À l’occasion des obsèques de leur fils Charles, Frédérick et Marianne reçoivent leur famille dans la propriété de Sologne. Guillaume, le fils cadet, s’en prend violement à son père qui n’est pas allé à l’enterrement. Après le départ de Guillaume, Delphine, la fille de Charles, reste quelque temps avec son ami pour essayer de percer le secret douloureux qui semble expliquer l’antagonisme entre Frédérick et ses fils.

L’Arbre, c’est le premier que Frédérick a planté quand il est arrivé dans ce coin de Sologne au sortir du camp de concentration de Schirmeck en 1943 ; la forêt, c’est celle qui l’entoure et le protège des hommes, et où la vérité se reconstruit lentement au cours des promenades qu’y font les membres de cette famille au bord de la crise de nerfs. C’est aussi bien sûr l’arbre qui cache la forêt, ici le secret qui pèse sur tous. C’est enfin l’activité de sylviculture qu’exerce Frédérick, qui s’inscrit dans la durée et dans ce que Jacques Martineau appelle une chaîne de transmission. « Or, ici, dit-il, la transmission est brisée.

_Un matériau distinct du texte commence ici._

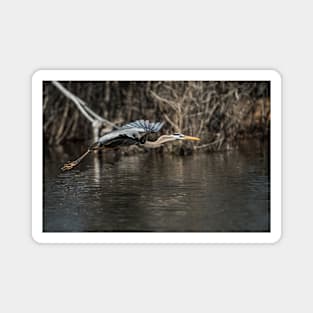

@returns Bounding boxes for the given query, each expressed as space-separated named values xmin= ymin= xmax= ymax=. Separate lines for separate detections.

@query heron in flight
xmin=61 ymin=120 xmax=200 ymax=171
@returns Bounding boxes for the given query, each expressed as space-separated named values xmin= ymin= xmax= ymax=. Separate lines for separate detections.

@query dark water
xmin=43 ymin=141 xmax=270 ymax=232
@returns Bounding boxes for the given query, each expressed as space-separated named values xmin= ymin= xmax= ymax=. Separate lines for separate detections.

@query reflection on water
xmin=43 ymin=142 xmax=270 ymax=232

Le travail accompli depuis des générations s’effondre à cause de son secret trop tardivement révélé. »
Le secret, est la cause de la déportation de Frédérick, envoyé à Schirmeck pour homosexualité, où il était « méprisé par tous, à commencer par les autres détenus ».

Le film démarre très brutalement, avec une scène où un Guillaume éméché balance à son père « Tu nous fais honte ! » Là, on se dit qu’on va devoir supporter un énième drame psychologique français, dans une ambiance de bourgeoisie de province à la Chabrol. Et puis, rapidement, les réalisateurs installent une autre ambiance, avec des plans comme ceux où Frédérick écoute Wagner, qu’il ne veut pas laisser à ses bourreaux, ou des moments de confidence entre Marianne et sa belle-fille.
C’est une particularité de ce film que les monologues des confessions de Frédérick et de Marianne réussissent ce que les dialogues surexplicatifs ne parviennent pas à faire, à savoir créer une réelle émotion ; car, comme le dit Olivier Ducastel, « Même si a priori, ce n’est pas évident, écouter des récits au cinéma peut être passionnant. Nous ne devions pas avoir peur de mettre en scène de longs récits. »

La volonté démonstrative amène à insister lourdement sur l’homophobie des fils, ou à décrire une peur du « qu’en-dira-t-on » qui semble d’un autre âge. Mais, malgré ces défauts dus à une volonté de convaincre, L’Arbre et la Forêt, Prix Jean Vigo 2009, a le mérite de traiter d’une question oubliée de l’histoire officielle, tout en réussissant à émouvoir par la grâce des moments anodins.

  • L’Arbre et la forêt, de Olivier Ducastel, Jacques Martineauavec Guy Marchand, Françoise Fabian, 97 min, 2008. Sortie en salles le 3 mars.